The main issue is that if I were to change the title of this list to 6 Things Christians Should Stop Thinking Are True, most Christians who knew what the heck they believe in would agree. But no. People see a movie that is supposedly “Christian” and think that it is speaking truth.

Here are some specific reasons this movie does a poor job of portraying true Christian faith, misrepresents other people groups, and tells a bad story:

  1. One of the character explicitly says that all atheists got that way because they are mad at God. Not true at all.
  2. The rich and greedy atheist hated his mother apparently because she had dementia and prayed.
  3. The ministers tried to rent a car. The rental guy drove the car to them and sat stranded as they drove off.
  4. The professor had a change of heart and decided to go find his Christian, live-in girlfriend at a Newsboys concert with thousands of people in attendance and no ticket.
  5. The atheist reporter lady only comes to Christ once she finds out she is dying because why not.
  6. What happened to the main character’s girlfriend after she dumped him. Probably died. She was actually a horrible character and actress.
  7. The guy from Duck Dynasty is in it.
  8. There was a fobby Asian student literally says, “I have placed out of all my core classes, including math and chemistry.”
  9. The Islamic father beats and kicks out his daughter once he finds out she’s Christian.
  10. A freshman in college doesn’t really put up great arguments against his professor. He just gets his professor to admit that his mommy died and then pokes at that nerve until he breaks in front of the whole class.
  11. The movie asks you to text everybody in your phone, “God’s Not Dead.” I’m sure that will go over very well.

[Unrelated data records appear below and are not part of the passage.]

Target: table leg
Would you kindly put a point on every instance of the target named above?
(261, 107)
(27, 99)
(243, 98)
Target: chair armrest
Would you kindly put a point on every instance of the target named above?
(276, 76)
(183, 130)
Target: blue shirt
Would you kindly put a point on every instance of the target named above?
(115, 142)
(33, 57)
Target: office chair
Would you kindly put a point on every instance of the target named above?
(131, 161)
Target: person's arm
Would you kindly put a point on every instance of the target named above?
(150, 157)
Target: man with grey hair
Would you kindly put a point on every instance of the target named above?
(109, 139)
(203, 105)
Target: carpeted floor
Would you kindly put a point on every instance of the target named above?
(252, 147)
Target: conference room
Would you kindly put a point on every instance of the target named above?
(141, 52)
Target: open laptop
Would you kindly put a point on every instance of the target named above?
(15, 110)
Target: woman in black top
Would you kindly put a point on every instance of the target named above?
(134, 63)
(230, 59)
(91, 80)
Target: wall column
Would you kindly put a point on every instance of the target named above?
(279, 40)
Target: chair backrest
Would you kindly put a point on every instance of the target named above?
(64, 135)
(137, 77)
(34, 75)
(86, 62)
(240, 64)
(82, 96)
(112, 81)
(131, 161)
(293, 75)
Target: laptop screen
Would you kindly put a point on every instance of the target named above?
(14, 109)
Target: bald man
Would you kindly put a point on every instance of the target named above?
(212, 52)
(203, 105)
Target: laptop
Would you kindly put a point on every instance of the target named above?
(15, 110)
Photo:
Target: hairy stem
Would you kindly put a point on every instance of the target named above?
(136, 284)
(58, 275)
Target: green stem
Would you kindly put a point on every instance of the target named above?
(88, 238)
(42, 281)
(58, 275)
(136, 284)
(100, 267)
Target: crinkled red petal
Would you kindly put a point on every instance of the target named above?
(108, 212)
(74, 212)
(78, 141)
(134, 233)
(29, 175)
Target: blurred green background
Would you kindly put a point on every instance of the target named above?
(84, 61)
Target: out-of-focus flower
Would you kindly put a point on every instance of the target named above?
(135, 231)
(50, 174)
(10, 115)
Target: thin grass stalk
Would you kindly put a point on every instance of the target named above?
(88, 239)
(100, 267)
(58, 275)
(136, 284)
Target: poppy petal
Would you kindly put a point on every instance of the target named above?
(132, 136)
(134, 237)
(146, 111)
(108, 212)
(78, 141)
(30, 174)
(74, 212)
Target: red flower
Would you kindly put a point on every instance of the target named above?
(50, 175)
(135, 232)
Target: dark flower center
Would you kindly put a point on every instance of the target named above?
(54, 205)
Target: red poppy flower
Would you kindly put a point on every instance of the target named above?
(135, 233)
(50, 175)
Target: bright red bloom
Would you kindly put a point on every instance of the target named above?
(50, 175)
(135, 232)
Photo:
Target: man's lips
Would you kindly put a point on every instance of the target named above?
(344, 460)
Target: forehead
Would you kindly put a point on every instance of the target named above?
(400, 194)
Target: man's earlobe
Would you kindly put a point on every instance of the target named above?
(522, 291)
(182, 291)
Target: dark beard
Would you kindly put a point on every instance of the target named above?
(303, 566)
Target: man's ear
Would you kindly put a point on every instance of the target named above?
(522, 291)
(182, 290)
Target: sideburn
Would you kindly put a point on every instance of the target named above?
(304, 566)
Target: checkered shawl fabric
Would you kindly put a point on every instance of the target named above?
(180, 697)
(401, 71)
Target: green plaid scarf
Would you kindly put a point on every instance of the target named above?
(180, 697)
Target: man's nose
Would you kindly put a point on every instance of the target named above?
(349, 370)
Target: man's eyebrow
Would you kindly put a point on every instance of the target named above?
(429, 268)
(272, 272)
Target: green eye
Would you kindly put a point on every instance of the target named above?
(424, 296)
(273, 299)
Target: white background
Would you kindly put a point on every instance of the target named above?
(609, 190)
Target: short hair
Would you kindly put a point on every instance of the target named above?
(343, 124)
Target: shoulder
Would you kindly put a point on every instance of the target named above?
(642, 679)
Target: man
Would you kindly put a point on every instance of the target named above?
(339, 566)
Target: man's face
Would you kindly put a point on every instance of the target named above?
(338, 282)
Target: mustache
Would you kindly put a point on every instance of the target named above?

Christians are already portrayed negatively in the media by many non-Christian productions. It’s very sad that even a Christian production can’t get it right either. God’s Not Dead leaves out the grace, love, and compassion that Christ came down to teach us while we were still sinners. This movie would be much more interesting if the protagonist struggled with the fact that people who do not know Jesus are just as moral as he is. It would be a humbling and true story, and it would also give the film a chance to explain what Christ has done for us. We don’t need more Christian propaganda that more often than not turns people from the church. For now, I’m just going to keep watching The Prince of Egypt until something better comes out.

TL;DR – God’s Not Dead is a smug Christian movie made for smug Christians to get them to believe that everybody who isn’t Christian is a smug, insecure prick. It barely mentions Jesus, is unbiblical, and insults every group of people that it wants us to reach out to and save. God help all the sunday school classes that will show this to their kids.